3.2. Description of the Algorithms
In this section, we describe the K-Means algorithm which has been used to classify the NVIS data-set [
7]. K-Means is an unsupervised learning algorithm that groups the samples in a dataset into a fixed number of (K) clusters. A cluster is a subset of samples sharing similarities in their features.
In K-Means, clusters are defined around centroids. A centroid is a point in space which is located at the same distance from multiple samples. The default implementation of the K-Means uses the squared Euclidean distance to compute the separation between a sample and a centroid. Despite the existence of non-standard implementations using alternative distance functions, they were not used in our work.
The algorithm uses an iterative refinement approach to find an optimal solution from an initial state. The initial state consists of K centroids, which are randomly chosen unless prior knowledge about the dataset can be leveraged. For each iteration two steps are performed. The first step is to assign each sample to its nearest centroid using the distance function. Secondly, the position of all centroids is redefined by computing the arithmetical mean of all the samples which belong to them. These steps are repeated until convergence is achieved or a maximum number of iterations is reached.
The convergence of the algorithm to a global optimum is not guaranteed. Depending on the implementation, results may be influenced by the points chosen as centroids in the initial state. To minimize the negative impact of this behaviour, the results presented in this paper were obtained using a multi-pass implementation of K-Means which uses randomized restarts between each pass.
3.3. Preliminary Clustering Results
The results of the preliminary clustering are shown in
Figure 2. Up to eight different clusters are found in the three situations.
Figure 2a takes into account only the Doppler spread measured in the sounding of the channel.
Figure 2b considers of only the information coming from the delay spreads.
Figure 2c corresponds to the clustering of all the data considering both groups of parameters. In the vertical axis we can find the sounding frequency, and in the horizontal axis the time of the day when the sounding was performed. The different colors in the figure show the classification of the eight resulting clusters.
Results show that the influence of the two parameters is not equivalent. Observing
Figure 2c presents a group of eight clusters very similar to the ones shown in
Figure 2b—which correspond to delay spread only—with slight changes due to the influence of the Doppler spread.

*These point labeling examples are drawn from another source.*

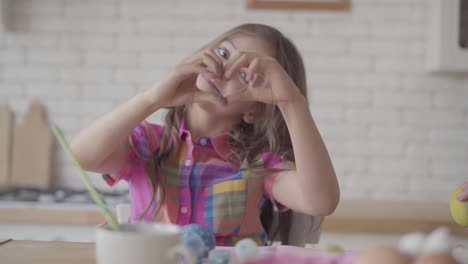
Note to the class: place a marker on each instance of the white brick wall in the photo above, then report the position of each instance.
(393, 130)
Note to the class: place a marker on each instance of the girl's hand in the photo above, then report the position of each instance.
(463, 195)
(179, 87)
(267, 81)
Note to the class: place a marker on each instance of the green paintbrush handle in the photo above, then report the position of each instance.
(92, 190)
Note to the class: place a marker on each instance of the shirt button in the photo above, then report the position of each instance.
(203, 141)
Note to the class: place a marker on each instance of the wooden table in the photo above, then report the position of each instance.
(46, 252)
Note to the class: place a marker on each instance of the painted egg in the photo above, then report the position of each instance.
(245, 249)
(219, 256)
(459, 209)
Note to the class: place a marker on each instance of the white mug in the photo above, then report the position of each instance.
(142, 243)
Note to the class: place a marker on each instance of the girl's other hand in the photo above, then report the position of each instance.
(267, 81)
(463, 195)
(179, 87)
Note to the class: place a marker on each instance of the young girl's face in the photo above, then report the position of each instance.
(225, 50)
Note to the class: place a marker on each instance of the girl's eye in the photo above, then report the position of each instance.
(243, 75)
(224, 53)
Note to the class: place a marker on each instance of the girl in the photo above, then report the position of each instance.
(238, 139)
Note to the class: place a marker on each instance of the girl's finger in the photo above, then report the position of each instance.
(242, 95)
(193, 69)
(252, 69)
(242, 61)
(212, 64)
(217, 57)
(216, 65)
(231, 60)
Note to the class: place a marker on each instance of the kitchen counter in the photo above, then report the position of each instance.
(41, 252)
(351, 216)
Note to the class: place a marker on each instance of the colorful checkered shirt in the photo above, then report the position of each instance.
(205, 184)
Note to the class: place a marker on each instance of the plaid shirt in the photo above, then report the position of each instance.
(205, 184)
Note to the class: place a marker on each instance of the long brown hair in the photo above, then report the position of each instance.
(268, 132)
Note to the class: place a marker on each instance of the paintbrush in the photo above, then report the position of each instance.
(97, 198)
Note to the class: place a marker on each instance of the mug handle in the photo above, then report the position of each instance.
(183, 252)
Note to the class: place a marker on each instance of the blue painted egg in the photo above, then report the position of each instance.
(219, 256)
(198, 239)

4. Conclusions and Future Work
In this paper we present the results of the first approach to the ionospheric parameters measured in a sounding campaign conducted with a Lowell Digisonde from the Ebro Observatory in October 2014. The preliminary results given by the K-Means algorithm show that both tests conducted, one with the Doppler spread measurements and the other with the delay spread measurements, lead us to eight clusters, which is a large number in terms of channel design. Future work will be focused on reevaluating the data to be reduced to 3–4 clusters, with which we can manage to design a variant ionospheric channel model. Another interesting fact is that, in these first tests, where we selected only two of the five described measured parameters, the delay spread configuration in the clusters was mainly maintained when we conducted the final test, aggregating the two parameters (both Doppler spread and delay spread). The preliminary results shown in this paper encourage us to follow the research line clustering the measured parameters in order to design an NVIS channel model. Future work is also focused on testing the clustering with the three other parameters, and even including more variables in the clustering algorithm to evaluate if the clusters fit closer to what in communications theory would be described as a good, a bad and a regular channel propagation.